Some legal scholars note that the delay could introduce fragmentation. Member states already vary in their preparedness for implementation, and a postponed timeline may widen gaps in national-level enforcement or oversight.
The central question is whether the EU can strike a balance that maintains its leadership in responsible innovation while not overburdening industry. The answer will depend on how quickly institutions, companies, and standards bodies move to fill any temporary gaps with practical governance measures.
Complementary Governance: Role of International Standards and Global Coordination
While the EU refines the AI Act’s rollout, global standards bodies are becoming increasingly influential. The International AI Standards Summit, held in Seoul under the auspices of ISO, IEC, and ITU, produced a joint declaration calling for internationally aligned, standards-based governance as a complement to national regulations. The “Seoul Statement” emphasizes safe, inclusive, and interoperable AI, particularly for countries and organizations with fewer resources for bespoke regulatory frameworks.
International standards can support the EU’s evolving regulatory posture in several ways:
- Providing technical clarity where the AI Act remains principle-based but lacks detailed implementation instructions, for example through standards on risk management, transparency documentation, and robustness testing.
- Enabling interoperability for businesses operating in multiple jurisdictions, reducing the cost of complying with divergent rules and creating a more level playing field for SMEs.
- Supporting capacity building for countries and organizations with fewer regulatory or technical resources, helping reduce global inequality in AI safety and governance.
By integrating standards from bodies like ISO and IEC into conformity-assessment schemes and internal compliance programs, the EU and industry may be able to bridge gaps created by postponed regulatory obligations while ensuring continued progress toward robust AI governance.
This synergy between regulation and standards reflects a broader shift: rather than relying solely on statutory rules, the EU is edging toward a more adaptive model where global standards, iterative updates, and phased obligations work together to shape responsible innovation.
What Organizations Should Do Now
For organizations developing or deploying AI in or into the EU, the signal from these developments is not to slow down, but to mature governance intelligently:
- Keep AI Act readiness on track
- Maintain inventories of AI systems, with clear mapping to risk levels.
- Begin or continue building documentation, data governance, and human-oversight processes for likely high-risk systems.
- Align with emerging standards
- Track relevant ISO/IEC and ITU AI standards and integrate them into your internal controls where feasible.
- Use standards as a practical blueprint for risk management, evaluation, and documentation.
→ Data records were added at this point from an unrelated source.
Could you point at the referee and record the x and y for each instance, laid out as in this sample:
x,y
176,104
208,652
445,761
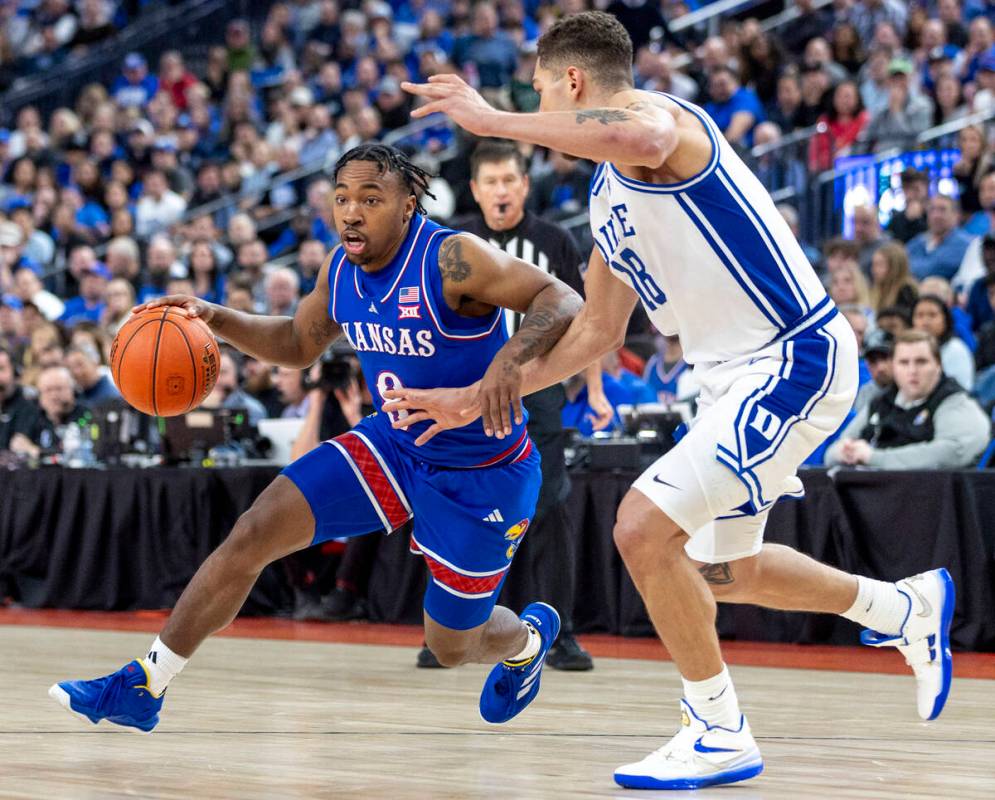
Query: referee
x,y
500,185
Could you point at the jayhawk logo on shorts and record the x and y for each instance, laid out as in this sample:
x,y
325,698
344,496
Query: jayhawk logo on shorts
x,y
514,535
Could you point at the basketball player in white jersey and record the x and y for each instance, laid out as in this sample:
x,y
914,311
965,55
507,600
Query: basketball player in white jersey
x,y
683,226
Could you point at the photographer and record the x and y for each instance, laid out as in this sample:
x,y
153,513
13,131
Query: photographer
x,y
334,404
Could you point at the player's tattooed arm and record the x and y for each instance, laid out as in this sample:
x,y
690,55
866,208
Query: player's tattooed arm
x,y
453,263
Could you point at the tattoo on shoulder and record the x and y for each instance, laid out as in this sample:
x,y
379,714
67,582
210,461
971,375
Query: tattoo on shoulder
x,y
605,116
322,331
452,262
717,574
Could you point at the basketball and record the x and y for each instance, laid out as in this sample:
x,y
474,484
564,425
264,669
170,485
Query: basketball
x,y
163,362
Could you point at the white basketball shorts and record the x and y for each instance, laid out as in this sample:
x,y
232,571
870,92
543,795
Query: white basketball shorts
x,y
759,417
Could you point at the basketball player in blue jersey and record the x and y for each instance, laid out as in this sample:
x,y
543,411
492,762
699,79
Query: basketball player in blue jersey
x,y
684,227
420,305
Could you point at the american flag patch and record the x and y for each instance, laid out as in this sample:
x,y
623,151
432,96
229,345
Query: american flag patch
x,y
409,294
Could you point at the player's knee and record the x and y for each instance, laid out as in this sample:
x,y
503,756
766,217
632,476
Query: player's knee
x,y
247,544
739,579
640,541
450,651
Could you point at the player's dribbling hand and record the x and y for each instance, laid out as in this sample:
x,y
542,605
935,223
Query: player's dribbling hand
x,y
455,98
192,306
445,408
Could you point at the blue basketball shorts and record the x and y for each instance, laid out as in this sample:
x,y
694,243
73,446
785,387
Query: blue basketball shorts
x,y
468,523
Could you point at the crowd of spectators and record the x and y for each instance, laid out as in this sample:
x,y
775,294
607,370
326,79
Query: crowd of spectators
x,y
205,172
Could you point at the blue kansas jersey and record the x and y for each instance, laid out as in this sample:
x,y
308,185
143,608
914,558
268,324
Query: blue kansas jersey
x,y
398,322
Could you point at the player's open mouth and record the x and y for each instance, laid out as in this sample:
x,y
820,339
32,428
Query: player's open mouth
x,y
353,243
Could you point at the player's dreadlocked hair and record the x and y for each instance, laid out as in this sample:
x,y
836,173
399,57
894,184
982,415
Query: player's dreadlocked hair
x,y
390,160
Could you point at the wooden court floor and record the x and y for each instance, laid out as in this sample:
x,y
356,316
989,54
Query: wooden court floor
x,y
256,718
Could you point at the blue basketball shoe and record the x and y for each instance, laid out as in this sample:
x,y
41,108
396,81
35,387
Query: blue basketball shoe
x,y
511,687
924,638
123,697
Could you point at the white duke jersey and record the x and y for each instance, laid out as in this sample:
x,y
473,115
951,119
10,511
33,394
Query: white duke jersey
x,y
710,257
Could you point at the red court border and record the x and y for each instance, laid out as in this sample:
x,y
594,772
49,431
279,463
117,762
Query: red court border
x,y
756,654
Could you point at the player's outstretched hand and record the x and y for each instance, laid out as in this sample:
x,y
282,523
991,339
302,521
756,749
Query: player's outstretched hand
x,y
455,98
445,408
192,306
500,391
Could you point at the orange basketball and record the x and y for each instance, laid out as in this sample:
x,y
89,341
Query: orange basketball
x,y
163,362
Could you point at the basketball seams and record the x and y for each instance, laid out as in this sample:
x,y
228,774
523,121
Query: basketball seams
x,y
155,359
124,348
193,361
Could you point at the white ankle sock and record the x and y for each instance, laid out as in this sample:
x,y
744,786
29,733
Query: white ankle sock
x,y
714,699
529,651
879,606
163,665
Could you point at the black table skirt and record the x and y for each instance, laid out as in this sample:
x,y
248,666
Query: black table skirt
x,y
130,539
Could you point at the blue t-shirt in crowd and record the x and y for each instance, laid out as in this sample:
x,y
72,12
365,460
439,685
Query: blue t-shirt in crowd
x,y
78,310
943,260
627,389
743,100
978,224
126,93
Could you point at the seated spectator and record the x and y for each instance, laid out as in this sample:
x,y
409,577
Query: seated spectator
x,y
790,215
208,282
28,287
735,109
877,357
228,394
977,307
925,421
911,220
562,191
932,315
984,356
57,410
777,170
940,250
621,388
838,252
89,304
94,386
847,286
894,320
282,287
838,129
134,88
907,114
867,235
17,410
487,50
975,162
962,322
891,283
119,299
161,266
293,392
973,266
159,207
310,257
666,372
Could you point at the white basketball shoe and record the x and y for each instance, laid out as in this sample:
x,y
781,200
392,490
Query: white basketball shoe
x,y
924,638
699,755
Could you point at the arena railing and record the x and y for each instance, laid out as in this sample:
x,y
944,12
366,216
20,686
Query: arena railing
x,y
153,33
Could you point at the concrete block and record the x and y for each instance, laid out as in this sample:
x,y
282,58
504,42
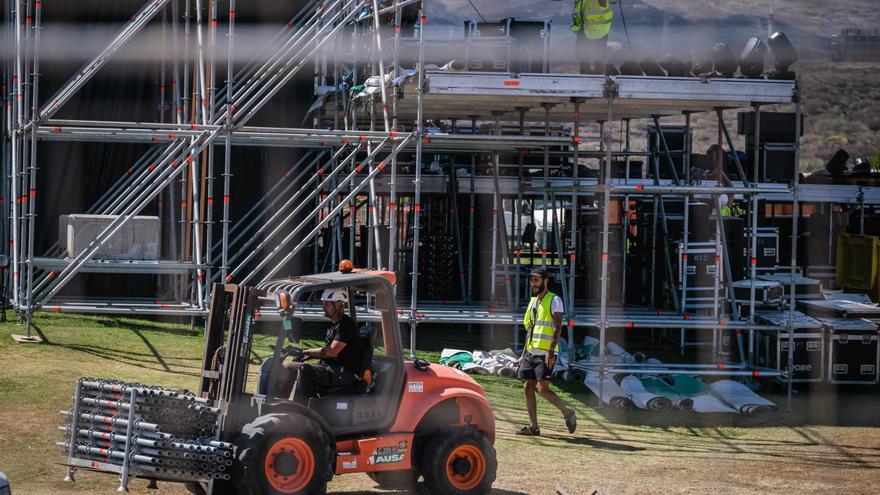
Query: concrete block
x,y
136,240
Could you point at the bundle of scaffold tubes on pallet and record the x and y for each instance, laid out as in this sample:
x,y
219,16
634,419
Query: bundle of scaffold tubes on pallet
x,y
144,430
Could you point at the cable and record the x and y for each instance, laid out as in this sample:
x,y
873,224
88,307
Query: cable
x,y
477,11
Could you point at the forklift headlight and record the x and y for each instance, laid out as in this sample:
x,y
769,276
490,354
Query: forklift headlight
x,y
282,299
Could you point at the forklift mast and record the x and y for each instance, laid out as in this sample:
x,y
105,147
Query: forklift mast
x,y
228,340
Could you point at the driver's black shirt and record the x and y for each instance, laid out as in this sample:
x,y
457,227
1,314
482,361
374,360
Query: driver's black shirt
x,y
352,355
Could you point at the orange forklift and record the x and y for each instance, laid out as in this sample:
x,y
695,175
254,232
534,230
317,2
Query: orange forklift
x,y
409,419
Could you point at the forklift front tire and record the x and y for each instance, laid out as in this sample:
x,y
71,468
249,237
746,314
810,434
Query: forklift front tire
x,y
284,454
459,461
395,480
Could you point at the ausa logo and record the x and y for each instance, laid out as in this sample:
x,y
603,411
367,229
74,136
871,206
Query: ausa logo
x,y
386,458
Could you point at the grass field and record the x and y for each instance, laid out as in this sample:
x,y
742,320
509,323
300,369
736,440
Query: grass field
x,y
829,444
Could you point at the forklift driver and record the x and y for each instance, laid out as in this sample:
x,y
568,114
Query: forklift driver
x,y
341,358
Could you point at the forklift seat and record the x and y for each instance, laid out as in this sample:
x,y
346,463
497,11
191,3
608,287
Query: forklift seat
x,y
367,376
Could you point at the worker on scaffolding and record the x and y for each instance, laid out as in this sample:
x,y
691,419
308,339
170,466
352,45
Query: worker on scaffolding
x,y
591,22
543,320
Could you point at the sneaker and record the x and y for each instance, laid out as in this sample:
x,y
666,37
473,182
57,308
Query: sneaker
x,y
529,431
570,420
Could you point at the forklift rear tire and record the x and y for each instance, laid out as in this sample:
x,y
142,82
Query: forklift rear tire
x,y
394,480
284,454
459,461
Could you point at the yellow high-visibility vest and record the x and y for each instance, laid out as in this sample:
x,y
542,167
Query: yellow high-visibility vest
x,y
541,325
592,17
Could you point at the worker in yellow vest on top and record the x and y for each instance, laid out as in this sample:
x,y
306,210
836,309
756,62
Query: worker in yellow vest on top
x,y
591,22
543,320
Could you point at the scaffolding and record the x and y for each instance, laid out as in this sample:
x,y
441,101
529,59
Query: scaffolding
x,y
352,174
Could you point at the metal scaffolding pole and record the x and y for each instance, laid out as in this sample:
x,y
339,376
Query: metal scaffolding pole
x,y
168,173
753,238
420,136
685,233
544,243
32,190
794,237
333,213
625,237
286,216
209,179
610,93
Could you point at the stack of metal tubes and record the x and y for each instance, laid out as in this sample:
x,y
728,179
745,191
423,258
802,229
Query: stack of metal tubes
x,y
147,431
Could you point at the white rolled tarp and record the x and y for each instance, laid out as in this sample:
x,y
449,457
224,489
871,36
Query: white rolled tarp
x,y
643,398
710,404
742,398
612,394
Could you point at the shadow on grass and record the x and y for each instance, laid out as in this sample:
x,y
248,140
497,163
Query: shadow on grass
x,y
129,357
419,489
597,444
149,326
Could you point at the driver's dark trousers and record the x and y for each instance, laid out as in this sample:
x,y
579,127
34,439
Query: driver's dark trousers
x,y
309,379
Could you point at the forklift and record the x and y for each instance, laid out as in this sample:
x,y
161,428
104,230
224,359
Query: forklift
x,y
412,419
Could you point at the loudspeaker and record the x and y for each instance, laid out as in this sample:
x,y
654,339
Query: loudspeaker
x,y
776,160
651,68
675,139
751,59
724,60
673,66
- Focus on high-impact use cases and vulnerable groups
- Prioritize governance for systems affecting employment, healthcare, credit, social services, and law enforcement.
- Involve affected stakeholders where possible and monitor for unintended impacts on marginalized communities.
- Build cross-functional governance
- Establish or reinforce AI risk committees that bring together legal, compliance, engineering, product, and ethics perspectives.
- Regularly update your AI risk register and scenario-plan for different enforcement timelines.
The organizations best positioned for whatever final form the AI Act takes will be those that treat this period not as a regulatory pause, but as time to deepen responsible-AI practices anchored in widely recognized standards and principles.
References
- European Commission and media coverage of the Digital Omnibus proposal on AI Act timelines and simplifications.
- Analyses by legal and policy firms on impacts of delayed high-risk obligations and interactions with technical standards.
- ISO / IEC / ITU communications on the International AI Standards Summit and the Seoul Statement on global AI standards and cooperation.